Introduction#

This living document provides a quick demonstration of how we can build a simple curriculum asset bank that supports discoverability and reuse of “micro-assets” including glossary items, learning outcomes, activities, self-assessment questions and media assets..

The asset bank is generated by mining the structured OU-XML documents that are distributed alongside many OpenLearn Units and from which OpenLearn HTML documents are rendered.

The asset bank separates out different sorts of asset on the basis that when you are searching for a particular sort of resource, less is sometimes more. For example, if you are searching for glossary items, you don’t necessarily want to discover figure descriptions or video transcripts.

A datasette in-browser client can be used to query the database. You can acces it here. Currently, the demo database includes tables containing the unit listing, the raw OU-XML for each unit, extracted figures and media items, learning outcomes and glossary items. See the section on Querying the Database With Datasette for more information.

Note that there is nothing “AI” or “future-technology” looking in this document, although I will probably add a simple doc2vec “semantic search” demo at some point that would perhaps have been classed as AI 5 years ago. Some of the asset extraction components might provide useful data inputs for machine learning systems, but that is out of scope for this document.

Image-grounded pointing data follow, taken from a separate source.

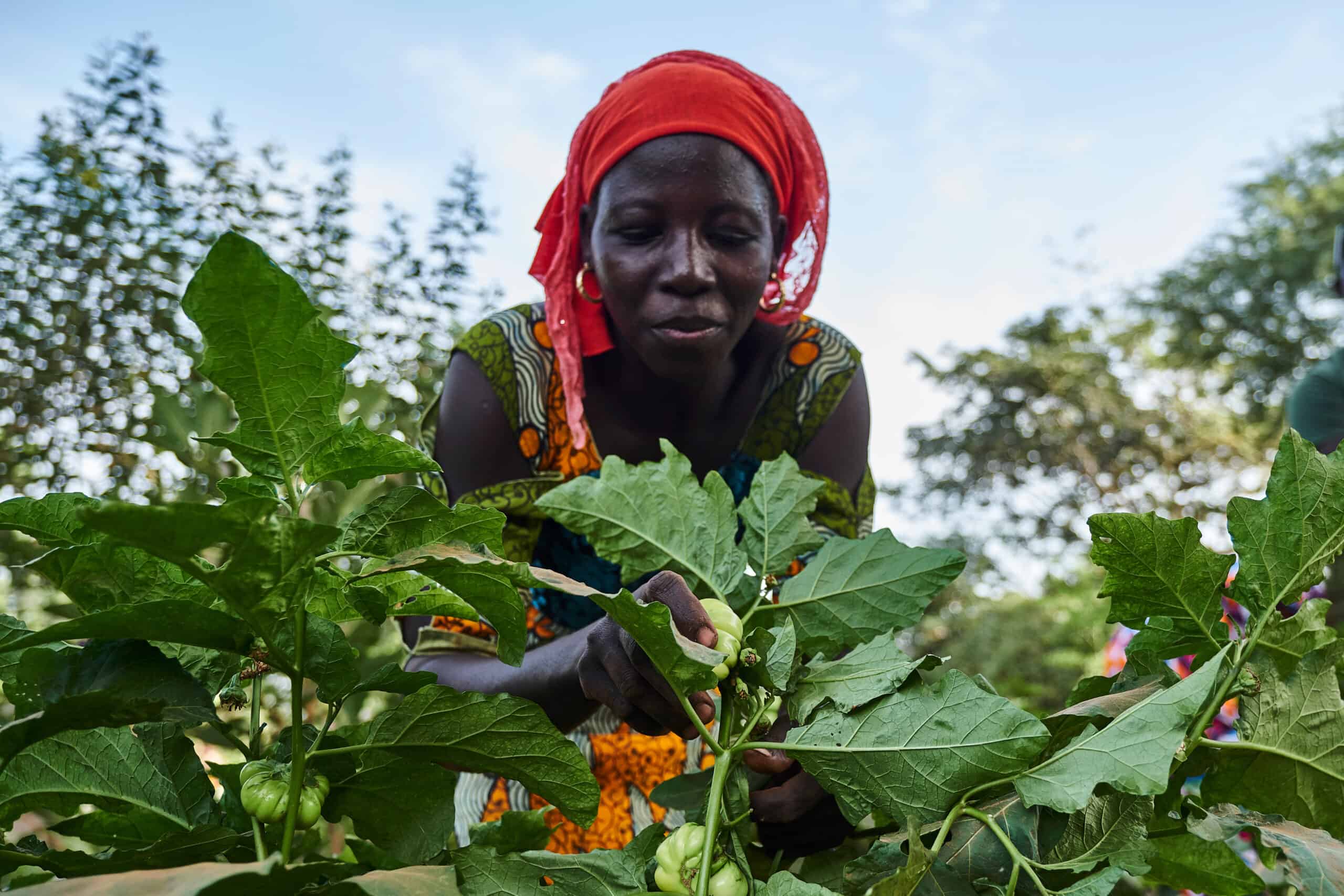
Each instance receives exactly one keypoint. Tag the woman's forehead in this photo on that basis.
(711, 163)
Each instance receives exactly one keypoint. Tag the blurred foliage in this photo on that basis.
(101, 224)
(1170, 400)
(1033, 649)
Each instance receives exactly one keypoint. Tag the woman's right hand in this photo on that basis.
(617, 673)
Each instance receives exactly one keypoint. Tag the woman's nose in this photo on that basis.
(689, 269)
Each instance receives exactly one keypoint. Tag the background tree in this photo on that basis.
(1168, 400)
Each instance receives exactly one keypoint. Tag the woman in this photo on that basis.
(678, 256)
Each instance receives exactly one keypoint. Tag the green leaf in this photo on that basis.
(495, 734)
(915, 753)
(1110, 828)
(785, 884)
(854, 592)
(694, 531)
(774, 516)
(1285, 539)
(1189, 863)
(424, 880)
(107, 767)
(1100, 884)
(392, 679)
(1158, 567)
(869, 672)
(971, 853)
(132, 829)
(409, 518)
(268, 349)
(171, 851)
(107, 684)
(405, 808)
(686, 664)
(1311, 859)
(355, 453)
(1132, 754)
(1287, 641)
(203, 879)
(53, 520)
(1290, 757)
(515, 832)
(171, 621)
(603, 872)
(105, 574)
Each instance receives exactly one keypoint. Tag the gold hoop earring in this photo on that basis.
(579, 285)
(772, 304)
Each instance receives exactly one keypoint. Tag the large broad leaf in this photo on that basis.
(474, 571)
(355, 453)
(1110, 828)
(694, 531)
(854, 592)
(171, 851)
(1290, 753)
(108, 767)
(107, 684)
(604, 872)
(1132, 754)
(171, 621)
(1285, 539)
(774, 516)
(269, 350)
(105, 574)
(267, 570)
(409, 518)
(515, 832)
(1158, 567)
(53, 520)
(869, 672)
(1186, 861)
(1311, 859)
(785, 884)
(915, 753)
(406, 808)
(494, 734)
(1285, 641)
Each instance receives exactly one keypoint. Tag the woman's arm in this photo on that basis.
(841, 448)
(574, 673)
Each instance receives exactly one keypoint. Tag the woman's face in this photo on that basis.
(683, 237)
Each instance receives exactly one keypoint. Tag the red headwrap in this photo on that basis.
(686, 92)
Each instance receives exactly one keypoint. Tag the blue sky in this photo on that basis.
(961, 138)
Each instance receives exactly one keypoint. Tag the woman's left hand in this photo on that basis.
(792, 813)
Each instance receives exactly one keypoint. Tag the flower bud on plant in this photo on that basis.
(729, 626)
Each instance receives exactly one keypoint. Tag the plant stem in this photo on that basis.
(298, 751)
(260, 841)
(699, 726)
(255, 753)
(722, 766)
(331, 716)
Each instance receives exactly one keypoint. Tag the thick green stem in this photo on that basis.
(298, 750)
(699, 726)
(255, 753)
(722, 766)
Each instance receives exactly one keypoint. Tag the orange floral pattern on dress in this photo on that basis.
(622, 760)
(560, 453)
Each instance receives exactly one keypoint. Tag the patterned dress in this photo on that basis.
(514, 350)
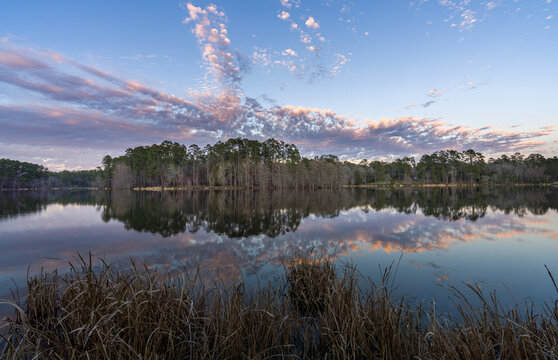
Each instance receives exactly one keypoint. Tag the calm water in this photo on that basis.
(499, 238)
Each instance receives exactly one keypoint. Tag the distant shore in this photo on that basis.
(228, 188)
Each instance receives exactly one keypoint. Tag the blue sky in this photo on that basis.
(372, 79)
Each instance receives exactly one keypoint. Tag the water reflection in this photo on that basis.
(447, 233)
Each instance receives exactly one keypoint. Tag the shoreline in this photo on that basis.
(240, 188)
(316, 310)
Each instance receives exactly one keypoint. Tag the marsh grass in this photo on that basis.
(315, 311)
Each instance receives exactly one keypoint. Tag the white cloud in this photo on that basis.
(289, 52)
(311, 23)
(284, 15)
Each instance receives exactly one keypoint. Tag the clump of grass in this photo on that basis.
(316, 311)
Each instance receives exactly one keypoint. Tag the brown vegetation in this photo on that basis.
(314, 312)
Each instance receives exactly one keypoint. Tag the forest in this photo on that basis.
(272, 164)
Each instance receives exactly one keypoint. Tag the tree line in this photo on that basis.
(272, 164)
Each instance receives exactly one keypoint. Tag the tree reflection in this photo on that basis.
(242, 214)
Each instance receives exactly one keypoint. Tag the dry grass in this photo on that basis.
(314, 312)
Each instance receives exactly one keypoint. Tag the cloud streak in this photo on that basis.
(89, 108)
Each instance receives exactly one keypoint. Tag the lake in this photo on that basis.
(500, 238)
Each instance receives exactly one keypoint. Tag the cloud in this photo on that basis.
(290, 52)
(225, 63)
(284, 15)
(89, 108)
(435, 93)
(311, 23)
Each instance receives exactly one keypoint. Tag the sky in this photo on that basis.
(358, 79)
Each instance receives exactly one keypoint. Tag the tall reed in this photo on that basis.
(317, 310)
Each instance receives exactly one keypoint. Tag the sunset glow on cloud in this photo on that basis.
(247, 86)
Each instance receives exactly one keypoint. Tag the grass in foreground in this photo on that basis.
(314, 312)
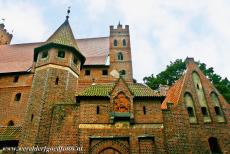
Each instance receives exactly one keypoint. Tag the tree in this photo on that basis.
(175, 70)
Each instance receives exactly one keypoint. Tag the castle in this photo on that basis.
(81, 92)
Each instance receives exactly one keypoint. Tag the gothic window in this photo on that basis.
(98, 110)
(87, 72)
(121, 103)
(115, 43)
(104, 72)
(190, 111)
(61, 54)
(56, 81)
(16, 78)
(17, 97)
(217, 107)
(144, 109)
(214, 146)
(204, 111)
(190, 107)
(217, 110)
(120, 56)
(10, 123)
(44, 54)
(32, 117)
(122, 72)
(124, 43)
(75, 59)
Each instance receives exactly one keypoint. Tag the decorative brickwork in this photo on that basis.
(92, 104)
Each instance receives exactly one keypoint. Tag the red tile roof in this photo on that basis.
(19, 57)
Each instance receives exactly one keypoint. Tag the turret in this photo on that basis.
(120, 51)
(57, 65)
(5, 37)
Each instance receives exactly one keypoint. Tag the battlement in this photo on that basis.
(5, 37)
(119, 30)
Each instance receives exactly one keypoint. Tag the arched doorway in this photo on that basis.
(214, 146)
(109, 151)
(109, 147)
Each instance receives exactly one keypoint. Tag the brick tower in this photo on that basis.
(57, 67)
(120, 51)
(5, 37)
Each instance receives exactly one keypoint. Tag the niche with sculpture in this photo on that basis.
(121, 103)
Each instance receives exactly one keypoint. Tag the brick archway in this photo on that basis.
(109, 145)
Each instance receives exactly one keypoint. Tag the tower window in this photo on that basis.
(217, 110)
(124, 43)
(87, 72)
(204, 111)
(17, 97)
(98, 110)
(120, 56)
(104, 72)
(16, 78)
(56, 81)
(144, 109)
(115, 43)
(190, 111)
(10, 123)
(214, 146)
(32, 117)
(122, 72)
(61, 54)
(44, 54)
(75, 60)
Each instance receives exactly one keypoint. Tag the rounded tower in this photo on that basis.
(120, 52)
(57, 65)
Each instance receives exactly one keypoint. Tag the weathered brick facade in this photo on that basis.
(60, 99)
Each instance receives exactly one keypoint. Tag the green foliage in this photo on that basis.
(175, 70)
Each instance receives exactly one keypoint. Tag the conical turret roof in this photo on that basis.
(62, 38)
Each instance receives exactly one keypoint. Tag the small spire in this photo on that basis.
(3, 20)
(119, 24)
(68, 11)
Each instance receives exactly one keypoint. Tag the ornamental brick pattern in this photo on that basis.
(87, 99)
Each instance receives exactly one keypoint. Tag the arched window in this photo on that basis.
(17, 97)
(144, 109)
(124, 43)
(10, 123)
(98, 110)
(122, 72)
(56, 81)
(214, 146)
(120, 56)
(217, 107)
(190, 111)
(190, 107)
(115, 43)
(61, 54)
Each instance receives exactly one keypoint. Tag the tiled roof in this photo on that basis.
(10, 133)
(173, 93)
(98, 90)
(19, 57)
(137, 89)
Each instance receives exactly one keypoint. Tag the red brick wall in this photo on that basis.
(11, 109)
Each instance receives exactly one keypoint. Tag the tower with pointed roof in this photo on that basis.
(5, 37)
(57, 65)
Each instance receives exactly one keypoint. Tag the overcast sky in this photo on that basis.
(161, 30)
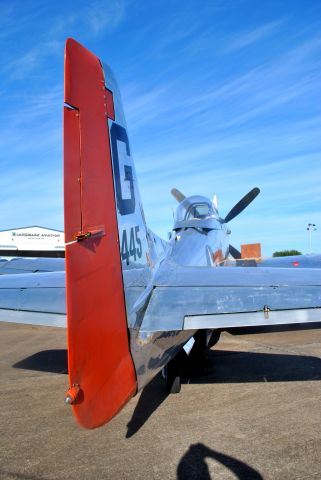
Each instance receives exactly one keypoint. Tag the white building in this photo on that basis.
(32, 241)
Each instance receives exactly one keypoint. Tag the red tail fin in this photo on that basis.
(98, 352)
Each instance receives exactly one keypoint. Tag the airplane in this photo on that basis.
(133, 301)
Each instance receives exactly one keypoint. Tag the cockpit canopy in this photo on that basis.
(195, 208)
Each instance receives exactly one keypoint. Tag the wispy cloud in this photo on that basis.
(250, 37)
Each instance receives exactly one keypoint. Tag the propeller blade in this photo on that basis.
(242, 204)
(234, 252)
(177, 195)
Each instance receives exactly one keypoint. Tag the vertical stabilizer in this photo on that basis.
(100, 364)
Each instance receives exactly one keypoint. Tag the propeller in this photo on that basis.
(234, 252)
(177, 195)
(242, 204)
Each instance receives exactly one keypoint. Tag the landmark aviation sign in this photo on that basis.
(32, 238)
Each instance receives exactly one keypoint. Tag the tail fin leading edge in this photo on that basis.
(99, 358)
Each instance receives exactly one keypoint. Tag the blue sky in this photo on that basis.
(220, 96)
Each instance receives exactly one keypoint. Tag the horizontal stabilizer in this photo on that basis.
(202, 297)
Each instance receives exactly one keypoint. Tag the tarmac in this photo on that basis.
(257, 416)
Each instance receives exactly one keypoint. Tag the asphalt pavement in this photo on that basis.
(257, 416)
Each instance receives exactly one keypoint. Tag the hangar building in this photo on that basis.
(32, 242)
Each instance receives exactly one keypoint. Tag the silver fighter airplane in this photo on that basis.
(134, 301)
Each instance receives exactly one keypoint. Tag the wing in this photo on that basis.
(190, 298)
(17, 265)
(35, 298)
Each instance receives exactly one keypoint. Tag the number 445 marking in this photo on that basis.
(131, 247)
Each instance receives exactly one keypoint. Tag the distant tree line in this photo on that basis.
(286, 253)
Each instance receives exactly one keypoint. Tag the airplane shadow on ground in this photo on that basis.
(231, 367)
(52, 361)
(192, 465)
(228, 367)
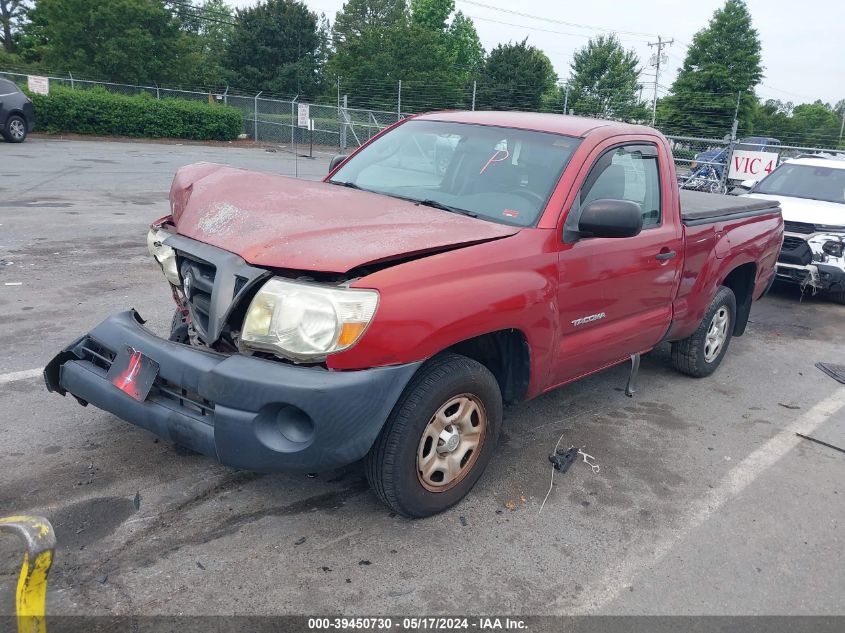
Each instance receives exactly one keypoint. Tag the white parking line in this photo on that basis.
(618, 580)
(20, 375)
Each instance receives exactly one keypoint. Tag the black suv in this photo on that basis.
(17, 116)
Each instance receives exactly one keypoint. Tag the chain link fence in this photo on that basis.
(702, 163)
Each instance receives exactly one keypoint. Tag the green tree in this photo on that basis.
(31, 38)
(358, 16)
(11, 14)
(275, 47)
(724, 61)
(465, 45)
(371, 66)
(515, 77)
(605, 80)
(207, 31)
(133, 41)
(378, 47)
(431, 14)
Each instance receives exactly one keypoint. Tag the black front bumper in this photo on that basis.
(247, 412)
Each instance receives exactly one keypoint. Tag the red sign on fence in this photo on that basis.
(747, 165)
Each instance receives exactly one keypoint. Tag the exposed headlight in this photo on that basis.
(164, 255)
(833, 248)
(304, 322)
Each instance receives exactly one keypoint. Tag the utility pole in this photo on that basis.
(842, 127)
(658, 61)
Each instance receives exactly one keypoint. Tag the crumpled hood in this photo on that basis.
(280, 222)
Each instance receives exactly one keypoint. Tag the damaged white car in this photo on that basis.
(811, 192)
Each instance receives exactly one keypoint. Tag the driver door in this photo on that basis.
(615, 294)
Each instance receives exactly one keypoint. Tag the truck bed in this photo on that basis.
(698, 207)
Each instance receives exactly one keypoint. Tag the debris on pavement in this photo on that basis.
(562, 459)
(812, 439)
(837, 372)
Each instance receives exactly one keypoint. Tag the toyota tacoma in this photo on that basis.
(455, 262)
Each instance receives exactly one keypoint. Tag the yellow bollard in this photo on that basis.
(32, 584)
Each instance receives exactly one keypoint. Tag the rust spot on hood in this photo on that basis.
(280, 222)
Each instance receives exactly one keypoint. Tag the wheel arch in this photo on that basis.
(507, 354)
(741, 280)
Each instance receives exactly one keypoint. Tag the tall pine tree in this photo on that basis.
(605, 80)
(723, 62)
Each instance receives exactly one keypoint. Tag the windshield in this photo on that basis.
(805, 181)
(500, 174)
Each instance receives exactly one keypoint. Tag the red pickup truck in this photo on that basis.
(455, 262)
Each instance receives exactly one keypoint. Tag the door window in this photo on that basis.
(627, 173)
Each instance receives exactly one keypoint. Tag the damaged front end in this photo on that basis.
(813, 257)
(260, 404)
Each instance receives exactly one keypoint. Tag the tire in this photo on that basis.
(837, 296)
(16, 129)
(695, 355)
(458, 388)
(178, 328)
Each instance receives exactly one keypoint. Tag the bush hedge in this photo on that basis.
(97, 111)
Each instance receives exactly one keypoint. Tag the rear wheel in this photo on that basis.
(15, 131)
(438, 439)
(701, 353)
(179, 328)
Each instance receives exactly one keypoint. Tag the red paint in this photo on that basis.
(282, 222)
(527, 280)
(126, 380)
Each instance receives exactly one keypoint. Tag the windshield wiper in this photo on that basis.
(349, 184)
(426, 202)
(445, 207)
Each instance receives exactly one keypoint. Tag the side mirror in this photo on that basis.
(337, 160)
(610, 218)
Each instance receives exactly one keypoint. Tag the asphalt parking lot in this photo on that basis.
(706, 501)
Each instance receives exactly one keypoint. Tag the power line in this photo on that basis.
(553, 20)
(659, 58)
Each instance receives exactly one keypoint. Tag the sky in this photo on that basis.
(803, 57)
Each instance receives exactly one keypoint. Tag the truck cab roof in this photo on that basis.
(539, 122)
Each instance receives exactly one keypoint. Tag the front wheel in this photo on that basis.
(837, 296)
(438, 439)
(701, 353)
(15, 129)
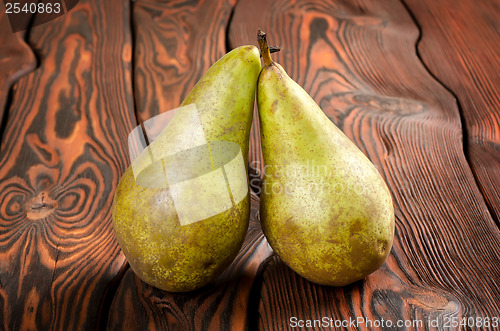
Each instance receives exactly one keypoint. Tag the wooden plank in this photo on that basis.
(460, 45)
(16, 59)
(175, 43)
(222, 305)
(358, 61)
(63, 152)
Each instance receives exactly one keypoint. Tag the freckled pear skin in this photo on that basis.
(161, 251)
(325, 209)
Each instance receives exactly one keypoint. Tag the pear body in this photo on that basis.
(181, 209)
(325, 209)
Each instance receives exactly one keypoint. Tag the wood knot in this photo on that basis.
(40, 206)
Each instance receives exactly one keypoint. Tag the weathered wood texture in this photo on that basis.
(459, 45)
(64, 146)
(359, 62)
(16, 59)
(63, 152)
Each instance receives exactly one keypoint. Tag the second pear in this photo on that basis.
(325, 209)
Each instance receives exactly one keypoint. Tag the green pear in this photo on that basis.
(181, 209)
(325, 209)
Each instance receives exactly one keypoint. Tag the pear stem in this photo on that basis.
(264, 48)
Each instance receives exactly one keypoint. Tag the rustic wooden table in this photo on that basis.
(414, 83)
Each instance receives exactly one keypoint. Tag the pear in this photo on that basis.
(181, 209)
(325, 209)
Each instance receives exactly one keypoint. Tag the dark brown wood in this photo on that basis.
(64, 147)
(63, 151)
(358, 61)
(459, 45)
(16, 59)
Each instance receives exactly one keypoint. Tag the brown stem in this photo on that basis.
(264, 48)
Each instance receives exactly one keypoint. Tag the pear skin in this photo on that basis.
(181, 209)
(325, 209)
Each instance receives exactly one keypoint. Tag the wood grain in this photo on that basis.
(358, 61)
(16, 60)
(63, 152)
(175, 43)
(460, 45)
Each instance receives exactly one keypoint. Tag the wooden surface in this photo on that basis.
(413, 83)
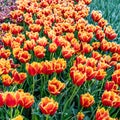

The document is historical looking in sense that there is nothing contained in here (except the Doc2Vec bits, if I get round to them, and some named entity extraction bits, if I add them) that could not have been done 15 years ago.

However, the document is current and future looking in the sense that it demonstrates some very simple functionality that is not currently available, that may be useful, and that could be provided today to support production and maintenance.

Furthermore, whilst the demo is limited to a consideration of OU-XML source material for openly licensed, public OpenLearn units, the recipes could equally be applied to the OU-XML source material for OU modules produced over the last 15 years.

A Note on Granularity#

When considering reuse or a search for inspiration in course design, what is an appropriate level of granularity for discovering design inspirational or reusable assets?

When creating a new module in a similar area to a previous one, it is likely that one or more of the new module authors will have worked on previous related modules. As such, they will have a memory of the overall shape and content of the earlier module, a sense of the overall philosophy of the module in terms of learning design, and knowldge of micro-considerations, such as particularly notable activities or commissioned media assets, for example.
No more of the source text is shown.